Humor Subterráneo y la Mentira de los Reality Shows



El comediante Polo Polo se forjó en el "underground" de los años 80s, un espacio en el que sus casetes con grabaciones en vivo eran la sensación entre los adultos. No existían videos ni grandes promociones, pero sus chistes “subidos de tono” corrían como pólvora entre los padres de familia. Lo curioso es que nadie parecía haber asistido a sus shows en persona; sin embargo, todos conocían sus chistes. Aquel fenómeno clandestino era, de alguna forma, un portal hacia la doble moral.

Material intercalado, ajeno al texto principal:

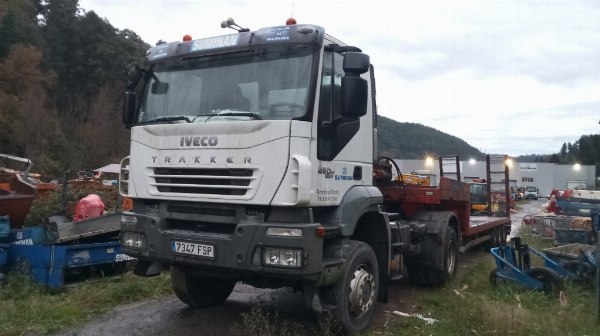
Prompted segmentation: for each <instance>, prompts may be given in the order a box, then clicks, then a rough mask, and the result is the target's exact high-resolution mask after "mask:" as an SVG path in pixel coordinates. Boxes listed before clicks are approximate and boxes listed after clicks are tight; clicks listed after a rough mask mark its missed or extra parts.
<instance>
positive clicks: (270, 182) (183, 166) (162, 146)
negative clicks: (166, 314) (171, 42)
mask: <svg viewBox="0 0 600 336" xmlns="http://www.w3.org/2000/svg"><path fill="white" fill-rule="evenodd" d="M222 26H223V27H232V26H237V25H235V24H234V23H233V20H231V19H229V20H227V21H224V22H223V24H222ZM236 30H238V33H236V34H230V35H224V36H217V37H209V38H202V39H192V38H189V37H186V38H184V40H183V41H182V42H172V43H164V44H159V45H156V46H154V47H152V48H151V49H150V50H149V51H148V53H147V59H146V62H145V63H144V64H141V65H139V64H132V65H130V66H129V67H128V69H127V73H128V83H127V89H126V92H125V95H124V103H123V122H124V124H125V125H126V126H127V127H129V128H131V148H130V151H131V153H130V156H128V157H126V158H125V159H123V161H122V162H121V174H120V180H119V188H120V192H121V194H122V195H123V196H124V199H125V200H126V203H127V204H128V205H129V206H128V208H127V209H125V210H124V211H123V214H122V217H121V244H122V245H123V249H124V251H125V253H127V254H128V255H131V256H134V257H136V258H137V259H138V262H137V264H136V268H135V270H134V272H135V273H136V274H138V275H142V276H153V275H157V274H159V273H160V272H161V270H162V269H163V268H164V266H169V267H170V272H171V282H172V286H173V291H174V292H175V294H176V295H177V297H178V298H179V299H180V300H181V301H183V302H184V303H186V304H188V305H190V306H192V307H197V308H204V307H210V306H214V305H217V304H219V303H221V302H223V301H225V300H226V299H227V297H228V296H229V294H230V293H231V292H232V290H233V288H234V286H235V284H236V283H237V282H238V281H242V282H245V283H248V284H250V285H253V286H255V287H260V288H279V287H284V286H286V287H293V288H294V289H296V290H299V291H302V292H303V295H304V301H305V304H306V306H307V307H308V308H310V309H312V310H314V311H315V312H316V313H317V314H323V313H327V314H332V315H333V318H334V320H335V321H337V323H338V324H339V326H340V327H341V328H342V330H343V331H345V332H346V333H348V334H351V333H356V332H361V331H364V330H365V329H366V328H367V327H368V325H369V322H370V320H371V318H372V315H373V311H374V306H375V302H376V301H386V300H387V288H388V287H387V286H388V283H389V282H390V281H392V280H397V279H402V278H403V277H404V276H405V275H406V274H407V271H408V273H409V274H410V275H411V279H412V281H413V282H415V283H417V284H421V285H425V286H436V285H442V284H444V283H445V282H446V281H447V280H448V279H449V278H451V277H452V276H453V275H454V273H455V271H456V260H457V259H456V254H457V253H458V251H459V244H460V241H461V236H460V230H461V229H464V230H471V231H472V232H471V235H470V236H468V237H467V236H465V237H466V238H468V239H465V242H469V243H473V242H480V241H483V240H488V239H491V238H490V237H491V236H490V232H489V231H491V230H492V229H496V228H499V227H500V225H504V223H505V222H504V221H500V222H498V221H494V223H487V222H485V223H478V224H477V225H470V224H469V208H470V207H469V197H468V195H469V191H468V186H467V185H466V184H463V183H462V182H460V181H455V182H452V181H450V180H448V179H445V180H444V183H443V186H440V187H437V186H430V185H429V183H428V182H427V181H426V180H425V179H421V178H419V177H417V176H410V178H409V177H407V178H406V181H405V180H404V177H405V176H406V174H402V173H401V172H400V171H399V169H398V167H397V166H396V175H395V176H397V177H399V178H396V179H392V175H393V174H392V170H391V167H392V166H394V165H395V163H393V160H392V159H390V158H383V159H382V160H380V159H381V158H376V157H375V154H376V153H377V148H376V147H377V146H376V141H375V139H376V138H377V128H376V121H377V111H376V102H375V92H376V90H375V77H374V71H373V66H372V65H371V63H370V59H369V56H368V55H366V54H364V53H362V51H361V50H360V49H359V48H357V47H353V46H348V45H346V44H344V43H342V42H341V41H340V40H337V39H335V38H334V37H332V36H330V35H327V34H325V31H324V29H323V27H320V26H317V25H309V24H296V23H294V22H290V23H289V24H286V25H285V26H276V27H268V28H262V29H258V30H256V31H250V30H249V29H245V28H241V27H239V26H238V29H236ZM459 180H460V179H459ZM413 182H414V183H413ZM384 192H385V193H384ZM471 227H473V228H475V229H476V231H473V229H472V228H471ZM503 232H504V231H500V230H497V232H496V234H495V235H494V236H493V237H496V238H498V239H496V240H499V238H500V237H501V236H502V235H503V234H504V233H503Z"/></svg>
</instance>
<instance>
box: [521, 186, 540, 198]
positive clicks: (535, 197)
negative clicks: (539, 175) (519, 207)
mask: <svg viewBox="0 0 600 336" xmlns="http://www.w3.org/2000/svg"><path fill="white" fill-rule="evenodd" d="M538 193H539V189H538V188H537V187H535V186H528V187H525V195H523V198H524V199H534V200H537V199H538Z"/></svg>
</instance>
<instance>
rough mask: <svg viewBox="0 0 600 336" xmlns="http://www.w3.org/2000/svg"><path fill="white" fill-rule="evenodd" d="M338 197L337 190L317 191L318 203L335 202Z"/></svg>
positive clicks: (317, 190) (337, 198)
mask: <svg viewBox="0 0 600 336" xmlns="http://www.w3.org/2000/svg"><path fill="white" fill-rule="evenodd" d="M339 195H340V191H339V190H335V189H326V190H322V189H317V200H318V201H319V202H337V201H338V196H339Z"/></svg>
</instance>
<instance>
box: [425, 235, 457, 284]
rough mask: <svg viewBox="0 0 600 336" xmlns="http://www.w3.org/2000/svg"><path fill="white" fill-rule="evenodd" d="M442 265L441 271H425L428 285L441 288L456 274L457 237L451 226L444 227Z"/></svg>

Nuestros padres se reían a carcajadas con las groserías que Polo Polo recitaba con maestría, mientras nos prohibían repetir esas mismas palabras. Lo más paradójico es que, hoy en día, al escuchar esas grabaciones en formato digital, su humor ya no causa la misma gracia. La magia de Polo Polo no estaba solo en las palabras, sino en la manera en que transformaba lo cotidiano en historias que atrapaban.

La televisión en los años 80s era un bastión de corrección política. Un personaje como Polo Polo no tenía cabida en ese entorno, especialmente por su lenguaje. Por eso, su comedia nunca fue parte del entretenimiento tradicional, convirtiéndolo en un símbolo del "underground". Todos lo escuchábamos en secreto, nadie se atrevía a repetir su léxico, y mucho menos en voz alta. Polo Polo simplemente no existía para la televisión. Fue en los años 90s cuando Jorge Ortiz de Pinedo, un comediante con más suerte que talento, lo llevó finalmente a la pantalla chica. El morbo de ver a Polo Polo en televisión superaba cualquier expectativa sobre su verdadero humor, pero la censura de la televisión limitaba su esencia. Aunque tuvo más exposición, su éxito siempre fue ajeno a ese medio.

Si hablamos de televisión, llegamos inevitablemente a los reality shows, un formato que, para mí, siempre ha estado cargado de falsedad. Estos programas siguen un guion camuflado, adaptado para satisfacer al público y, sobre todo, para mantener el rating. No puedo recordar un solo reality show que haya disfrutado; su manipulación descarada, la superficialidad de las propuestas y lo predecible de sus guiones siempre me mantuvieron alejado. Si tuviera que imaginar un reality ideal, sería una mezcla de Jefe Encubierto y Shark Tank. Imagínate a los grandes empresarios de México disfrazados, sin dinero ni contactos, arrojados en algún pueblo remoto. ¿Podría Carlos Slim o Ricardo Salinas empezar un negocio desde cero sin sus privilegios? Sería una prueba de genio real, sin trampas ni favores.

Ahora, La Casa de los Famosos México, un formato reciclado que ha pasado por diferentes países, no me emociona en lo más mínimo. Es solo un Big Brother más. Lo transmiten por Vix, que en realidad no es más que Televisa con otro disfraz. Irónicamente, esa misma Televisa que muchos juraban odiar porque “Televisa te idiotiza” ahora tiene a todos sus antiguos detractores pagando membresías premium para consumir el mismo contenido, con un nombre diferente. Todo es parte de un guion. Los concursantes menos populares van siendo eliminados, mientras que la producción ya tiene a sus favoritos, listos para ser explotados en nuevos programas hasta que el público se canse de ellos.

La televisión, como medio, ha sofocado la creatividad durante años. Los artistas que de verdad arriesgan no caben en sus márgenes. Polo Polo construyó su éxito lejos de la pantalla chica, mientras que personajes como Adrián Marcelo, participante de controversia en La Casa de los Famosos México, ni siquiera tienen el talento para contar una historia. Su "don" se reduce a burlarse de los demás, tal como lo hacían Paco Stanley en la televisión nacional, o Ernesto Chavana en la televisión local. Marcelo es un producto efímero, una especie de accidente que algunos productores inescrupulosos decidieron explotar. Pensaron que podrían moldearlo como una figura intelectual de humor negro, pero lo que obtuvieron fue a un narcisista sin profundidad que ofreció una versión mediocre del teatro de la crueldad, manipulando a sus compañeros y ejecutando un espectáculo de tortura emocional cada semana.

Adrián Marcelo se presenta como psicólogo. Y aunque algunos entran a esa carrera con la intención de ayudar a los demás, en su caso parece más bien un intento de ayudarse a sí mismo. Esos impulsos narcisistas que mostró en televisión reflejan la falta de autoconocimiento, y aunque su tiempo en la pantalla se irá desvaneciendo, su legado es, al menos, un recordatorio de cómo los medios pueden intentar vendernos humo. Mientras tanto, el verdadero arte, como el de Polo Polo, sigue latente, lejos de los reflectores y sin fecha de caducidad.